David Chalmers may be philosophy of mind's token bad-boy, but his preference for long hair, faded jeans, and t-shirts, hasn't hurt his credibility. He is one of today's leading figures in the quest for a comprehensive theory of consciousness. Best known for articulating what he calls the hard problem of consciousness, Chalmers is passionate about discovering what conscious awareness is, how it arises, and why it even exists at all? In preperation for his feature article "Is God All in your Head?" EnlightenNext's Craig Hamilton spoke with Chalmers over tacos and beer at the 2004 Consciousness Conference (a biannual event which Chalmers helps organize) in Tuscon, Arizona. The resulting bout of mind-bending conversation provides a fascinating glimpse into a frontier where philosophy, science, and mysticism inexorably converge.
In the first part of this audio, Chalmers explains to a visiting film-crew the classic thought puzzle known as the Cartesian evil genius hypothesis. This bit of mental provocation, also referred to as, “the brain in a vat,” is a hypothetical scenario in which one is asked, “what if you were actually a brain in a vat, being fed a stream of complex sensory information through sophisticated electronic equipment (controlled by the evil genius), and how would or would not this knowledge alter your experience of reality?”
The second part of the audio is a conversation between EnlightenNext editor Craig Hamilton and Dr. Chalmers, in which they discuss the hard problem of consciousness, free will, and the materialist view of reality.
BIO
David Chalmers is a leading philosopher in the area of philosophy of mind. He is a professor of philosophy and the director of the Center for Consciousness at the Australian National University. Prior to his position there, he was the director of the Center for Consciousness Studies at the University of Arizona. Chalmers earned his PhD in philosophy and cognitive science at Indiana University Bloomington under Douglas Hofstadter. He is the author of the book The Conscious Mind (1996), which was described by The Sunday Times as "one of the best science books of the year."
He is best known for his articulation of the hard problem of consciousness in both his book and in the paper "Facing Up to the Problem of Consciousness" (originally published in The Journal of Consciousness Studies, 1995). He makes the distinction between easy problems of consciousness, which are things like finding neural correlates of sensation, and the hard problem, which could be phrased as the question "why does awareness of sensory information exist at all?" A key to his argument is the distinction between neurological impulses of sensory information and the experience of them (known in philosophy of mind as qualia). He argues for the irreducibility of the experience of awareness to purely physical processes (also known as physicalism). In his argument (as it appears in his book The Conscious Mind) he makes use of the philosophical zombie, which is a hypothetical person in all respects identical to a real one, but missing qualia. After the publication of this paper, about 25 papers were published in the Journal of Consciousness Studies in response to the hard problem. These papers (by Daniel Dennett, Colin McGinn, Francisco Varela, Francis Crick, and Roger Penrose, among others) were collected and published in the book Explaining Consciousness: The Hard Problem.

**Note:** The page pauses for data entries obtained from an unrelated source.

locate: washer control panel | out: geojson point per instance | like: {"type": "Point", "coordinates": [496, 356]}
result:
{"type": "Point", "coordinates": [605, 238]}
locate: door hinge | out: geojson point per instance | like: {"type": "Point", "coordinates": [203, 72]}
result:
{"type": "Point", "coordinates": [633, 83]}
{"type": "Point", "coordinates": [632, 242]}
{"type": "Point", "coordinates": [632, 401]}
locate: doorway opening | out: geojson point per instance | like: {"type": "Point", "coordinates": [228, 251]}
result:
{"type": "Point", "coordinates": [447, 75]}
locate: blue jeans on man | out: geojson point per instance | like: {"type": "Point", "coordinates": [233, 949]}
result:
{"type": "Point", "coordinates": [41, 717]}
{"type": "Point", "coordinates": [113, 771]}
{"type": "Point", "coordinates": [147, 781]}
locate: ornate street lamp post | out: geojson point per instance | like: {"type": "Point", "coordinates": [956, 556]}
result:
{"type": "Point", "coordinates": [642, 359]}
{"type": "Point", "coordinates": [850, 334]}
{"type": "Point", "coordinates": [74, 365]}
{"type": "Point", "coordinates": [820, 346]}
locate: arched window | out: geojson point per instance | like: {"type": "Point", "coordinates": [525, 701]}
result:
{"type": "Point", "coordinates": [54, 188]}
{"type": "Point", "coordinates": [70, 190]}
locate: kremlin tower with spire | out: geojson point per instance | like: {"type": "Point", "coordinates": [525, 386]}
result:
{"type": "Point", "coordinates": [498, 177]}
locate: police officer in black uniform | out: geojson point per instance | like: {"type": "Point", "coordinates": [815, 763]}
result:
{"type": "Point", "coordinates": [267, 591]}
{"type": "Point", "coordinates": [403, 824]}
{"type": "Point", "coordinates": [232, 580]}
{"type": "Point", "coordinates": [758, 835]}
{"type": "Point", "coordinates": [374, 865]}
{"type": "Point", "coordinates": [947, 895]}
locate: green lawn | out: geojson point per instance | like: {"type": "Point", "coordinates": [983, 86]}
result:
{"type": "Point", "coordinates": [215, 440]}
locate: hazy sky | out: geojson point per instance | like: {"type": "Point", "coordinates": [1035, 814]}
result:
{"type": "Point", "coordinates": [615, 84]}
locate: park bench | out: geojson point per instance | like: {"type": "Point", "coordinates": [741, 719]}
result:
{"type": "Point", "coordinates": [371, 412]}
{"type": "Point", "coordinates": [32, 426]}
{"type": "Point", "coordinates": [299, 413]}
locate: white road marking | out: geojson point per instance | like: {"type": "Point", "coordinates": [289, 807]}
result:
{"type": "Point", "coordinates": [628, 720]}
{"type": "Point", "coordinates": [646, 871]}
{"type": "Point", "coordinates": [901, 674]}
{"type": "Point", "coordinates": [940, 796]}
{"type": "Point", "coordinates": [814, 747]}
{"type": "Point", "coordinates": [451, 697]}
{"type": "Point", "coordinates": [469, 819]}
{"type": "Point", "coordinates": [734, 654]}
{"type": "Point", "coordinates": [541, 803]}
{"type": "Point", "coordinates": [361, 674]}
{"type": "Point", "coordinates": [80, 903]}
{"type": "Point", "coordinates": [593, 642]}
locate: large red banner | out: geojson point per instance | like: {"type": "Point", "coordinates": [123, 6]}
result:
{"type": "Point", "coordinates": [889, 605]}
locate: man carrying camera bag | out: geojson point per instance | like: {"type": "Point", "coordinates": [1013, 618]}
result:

Chalmers has also compiled what could be the largest bibliography on the philosophy of mind and related fields with close to 5000 annotated entries topically organized. He serves on the editorial board of the journals Consciousness and Cognition, Psyche, and the Journal of Consciousness Studies. He is an editor for the philosophy of mind series at Oxford University Press, a philosophy of mind editor for the Stanford Encyclopedia of Philosophy, and philosophy editor for the Macmillan Encyclopedia of Cognitive Science. He is on the board of directors of the Association for the Scientific Study of Consciousness.